Par et Stéphane Lavoué

Publié aujourd’hui à 06h00, mis à jour à 16h51

Son fief, c’est « viscéral ». Sur ces terres humides traversées de cours d’eau, cinq générations se sont succédé depuis le milieu du XIXe siècle, développant les cultures céréalières et agrandissant le troupeau de vaches laitières. Jean-Louis Nogues, 47 ans, agriculteur « conventionnel » et éleveur, raconte quelques bribes du roman familial en soignant ses veaux, ajustant de temps à autre son robot de traite flambant neuf. Il aime se souvenir que son grand-père avait quinze frères et sœurs, tous nés dans la ferme de Saint-André-des-Eaux, petit bourg des Côtes-d’Armor, perdu au creux des champs de maïs et de colza.

Jean-Louis Nogues, 47 ans, maire de Saint-André-des-Eaux (Côtes-d’Armor), dans sa ferme, le 28 août 2021.

Dans la ferme des Nogues, chaque parcelle a une histoire qu’on entretient. Le petit muret avec la porte en bois juste derrière l’étable ? On le garde, c’est un vestige de la Seconde Guerre mondiale. Dans l’ancien poulailler, la famille planquait des armes pour les réseaux de la Résistance, sous les nids des poules. « Un jour, un Allemand est venu se servir des œufs, comme ils le faisaient souvent dans les fermes de la région. Nous étions tétanisés, même si certains soldats étaient bienveillants », explique Robert Nogues, 84 ans, père de Jean-Louis. Le soldat allemand n’y a vu que des œufs. Ou alors il n’a rien dit, on ne le saura jamais.

100 « Fragments de France »

A six mois de l’élection présidentielle, Le Monde brosse un portrait inédit du pays. 100 journalistes et 100 photographes ont sillonné le terrain en septembre pour dépeindre la France d’aujourd’hui. Un tableau nuancé, tendre parfois, dur souvent, loin des préjugés toujours. Ces 100 reportages sont à retrouver dans un grand format numérique.

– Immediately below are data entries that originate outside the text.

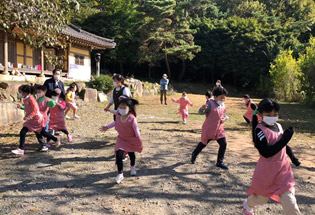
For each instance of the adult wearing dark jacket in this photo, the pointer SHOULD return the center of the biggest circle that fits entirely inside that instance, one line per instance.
(54, 83)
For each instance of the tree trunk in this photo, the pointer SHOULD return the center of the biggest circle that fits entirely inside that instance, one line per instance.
(183, 72)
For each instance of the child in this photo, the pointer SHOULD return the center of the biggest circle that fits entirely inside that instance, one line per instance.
(273, 177)
(213, 126)
(34, 121)
(183, 109)
(250, 108)
(70, 99)
(57, 117)
(128, 140)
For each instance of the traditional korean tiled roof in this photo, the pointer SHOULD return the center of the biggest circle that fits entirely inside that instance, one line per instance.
(77, 35)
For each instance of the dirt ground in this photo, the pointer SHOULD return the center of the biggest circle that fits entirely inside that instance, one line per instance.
(78, 178)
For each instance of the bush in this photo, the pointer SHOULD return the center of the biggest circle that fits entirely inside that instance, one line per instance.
(102, 83)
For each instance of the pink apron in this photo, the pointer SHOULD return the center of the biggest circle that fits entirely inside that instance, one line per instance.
(127, 140)
(183, 108)
(212, 128)
(249, 111)
(43, 109)
(36, 123)
(57, 116)
(272, 176)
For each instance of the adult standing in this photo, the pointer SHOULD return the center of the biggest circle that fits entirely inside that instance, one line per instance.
(54, 83)
(164, 87)
(119, 90)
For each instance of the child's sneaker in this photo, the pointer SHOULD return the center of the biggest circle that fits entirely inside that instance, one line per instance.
(245, 211)
(119, 178)
(69, 138)
(18, 151)
(76, 117)
(58, 142)
(133, 170)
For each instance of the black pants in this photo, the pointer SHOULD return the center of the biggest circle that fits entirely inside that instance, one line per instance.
(119, 158)
(50, 137)
(221, 152)
(163, 94)
(39, 136)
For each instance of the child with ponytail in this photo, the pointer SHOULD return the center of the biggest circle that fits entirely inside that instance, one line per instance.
(129, 139)
(273, 177)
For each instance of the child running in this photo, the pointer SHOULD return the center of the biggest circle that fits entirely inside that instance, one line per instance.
(57, 116)
(250, 108)
(34, 121)
(129, 139)
(183, 106)
(70, 99)
(213, 126)
(273, 177)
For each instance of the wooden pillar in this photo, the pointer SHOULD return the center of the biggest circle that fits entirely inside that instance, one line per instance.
(6, 55)
(42, 63)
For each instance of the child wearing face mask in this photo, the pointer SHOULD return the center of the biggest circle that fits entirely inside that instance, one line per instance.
(57, 119)
(34, 120)
(183, 106)
(119, 90)
(129, 139)
(213, 126)
(273, 177)
(70, 99)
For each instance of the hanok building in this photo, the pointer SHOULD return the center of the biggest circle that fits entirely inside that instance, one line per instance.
(16, 56)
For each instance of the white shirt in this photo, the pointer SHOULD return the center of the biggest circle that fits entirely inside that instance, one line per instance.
(126, 92)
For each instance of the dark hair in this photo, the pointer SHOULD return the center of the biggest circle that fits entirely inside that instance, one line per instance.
(131, 103)
(26, 89)
(265, 105)
(208, 94)
(246, 96)
(57, 70)
(42, 88)
(218, 91)
(119, 78)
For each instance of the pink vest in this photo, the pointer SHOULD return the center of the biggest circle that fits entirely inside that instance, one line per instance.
(57, 116)
(36, 123)
(43, 110)
(249, 111)
(127, 140)
(273, 176)
(212, 128)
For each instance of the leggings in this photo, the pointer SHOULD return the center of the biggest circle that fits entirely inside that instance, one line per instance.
(39, 136)
(221, 152)
(64, 131)
(119, 158)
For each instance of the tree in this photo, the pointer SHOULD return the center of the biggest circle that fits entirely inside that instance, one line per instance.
(37, 22)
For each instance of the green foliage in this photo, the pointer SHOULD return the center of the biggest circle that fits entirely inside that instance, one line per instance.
(307, 67)
(102, 83)
(285, 77)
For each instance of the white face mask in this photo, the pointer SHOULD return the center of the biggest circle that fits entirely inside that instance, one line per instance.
(122, 111)
(270, 120)
(220, 102)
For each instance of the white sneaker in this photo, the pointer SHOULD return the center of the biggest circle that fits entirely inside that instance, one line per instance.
(133, 170)
(119, 178)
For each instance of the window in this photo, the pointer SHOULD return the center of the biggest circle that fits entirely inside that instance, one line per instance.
(79, 60)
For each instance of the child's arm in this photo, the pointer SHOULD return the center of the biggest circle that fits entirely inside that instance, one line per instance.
(135, 127)
(270, 150)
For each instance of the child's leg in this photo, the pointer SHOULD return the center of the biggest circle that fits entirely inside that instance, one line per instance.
(119, 158)
(222, 148)
(289, 205)
(23, 132)
(294, 160)
(132, 157)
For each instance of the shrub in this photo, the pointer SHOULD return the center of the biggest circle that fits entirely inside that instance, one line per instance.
(102, 83)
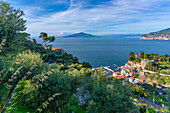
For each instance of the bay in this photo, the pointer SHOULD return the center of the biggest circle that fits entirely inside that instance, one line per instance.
(108, 51)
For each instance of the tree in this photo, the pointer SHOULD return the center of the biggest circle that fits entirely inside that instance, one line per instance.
(151, 55)
(131, 56)
(11, 22)
(46, 40)
(150, 110)
(141, 54)
(34, 41)
(109, 98)
(145, 56)
(26, 66)
(168, 97)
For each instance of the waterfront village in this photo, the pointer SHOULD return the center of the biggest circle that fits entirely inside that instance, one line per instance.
(146, 72)
(128, 72)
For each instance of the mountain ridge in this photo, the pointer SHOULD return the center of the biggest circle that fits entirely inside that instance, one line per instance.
(80, 35)
(159, 35)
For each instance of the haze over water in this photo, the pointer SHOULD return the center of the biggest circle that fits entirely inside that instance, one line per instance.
(107, 51)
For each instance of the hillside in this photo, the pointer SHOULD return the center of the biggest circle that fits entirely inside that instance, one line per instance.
(80, 35)
(159, 35)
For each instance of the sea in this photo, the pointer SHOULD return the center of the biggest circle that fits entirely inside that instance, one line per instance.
(108, 51)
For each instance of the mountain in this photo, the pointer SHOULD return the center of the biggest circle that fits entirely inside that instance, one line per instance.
(80, 35)
(159, 35)
(123, 35)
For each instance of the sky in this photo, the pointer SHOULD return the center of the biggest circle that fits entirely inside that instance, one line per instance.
(98, 17)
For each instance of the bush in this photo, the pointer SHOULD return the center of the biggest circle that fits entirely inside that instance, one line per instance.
(31, 62)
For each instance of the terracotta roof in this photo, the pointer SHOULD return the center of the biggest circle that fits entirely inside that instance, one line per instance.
(55, 49)
(117, 73)
(122, 76)
(131, 78)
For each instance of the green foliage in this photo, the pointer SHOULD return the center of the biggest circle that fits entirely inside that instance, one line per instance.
(28, 59)
(150, 110)
(11, 23)
(136, 76)
(109, 98)
(34, 41)
(131, 56)
(145, 56)
(141, 55)
(168, 97)
(142, 108)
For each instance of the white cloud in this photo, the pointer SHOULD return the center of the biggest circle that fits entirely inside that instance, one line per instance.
(117, 16)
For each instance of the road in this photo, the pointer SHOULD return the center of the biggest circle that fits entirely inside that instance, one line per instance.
(149, 102)
(155, 73)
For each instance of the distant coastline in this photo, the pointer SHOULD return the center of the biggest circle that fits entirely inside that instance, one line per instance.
(160, 35)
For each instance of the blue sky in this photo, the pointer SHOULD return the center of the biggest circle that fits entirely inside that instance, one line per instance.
(99, 17)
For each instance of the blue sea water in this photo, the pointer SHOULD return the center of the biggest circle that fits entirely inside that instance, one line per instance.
(108, 51)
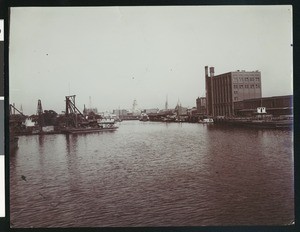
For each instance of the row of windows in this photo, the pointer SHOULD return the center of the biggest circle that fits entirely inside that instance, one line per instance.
(246, 86)
(241, 79)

Dans cette famille d’agriculteurs, d’autres choses se transmettent. La politique par exemple. Depuis 1941, trois générations d’hommes ont été élus à la mairie de Saint-André-des-Eaux, pour porter les valeurs de « gauche » et de l’agriculture. Jean-Louis Nogues a été réélu en 2020 avec plus de 70 % des voix. Ici, on est encarté au Parti socialiste, parce que, comme dit Alexandra Nogues, aide-soignante au centre hospitalier de Dinan et épouse de Jean-Louis, à la « quête des profits », on préfère « l’esprit de partage ». La lutte des classes se joue entre les « petits », les éleveurs laitiers de petites exploitations – Jean-Louis Nogues rappelle que le prix du lait n’a pas changé depuis presque quarante ans – et les « riches », les « cochonniers » – les éleveurs de porcs, comme on les appelle dans la région –, dont tout le monde soupçonne qu’ils mènent grand train : chalet à la montagne et maison de mer sur la côte.

Robert Nogues, le père de Jean-Louis, dans la ferme familiale à Saint-André-des-Eaux, le 28 août 2021.

Est-ce cette tradition de gauche qui a convaincu le maire de louer une parcelle de terrain à une petite communauté de huit jeunes, femmes et hommes ? Surnommés les Hameaux légers, du nom de leur association, ils sont tous âgés de moins 30 ans. La plupart sont des diplômés du supérieur : beaux-arts, musique, ingénierie du son, école de commerce ou d’ingénieur, sociologie. Ils rêvent de se bâtir une vie simple, sobre et écologique, qui s’incarnerait dans des maisons « réversibles », des habitations qui peuvent être compostées et démontées sans laisser de traces sur le sol.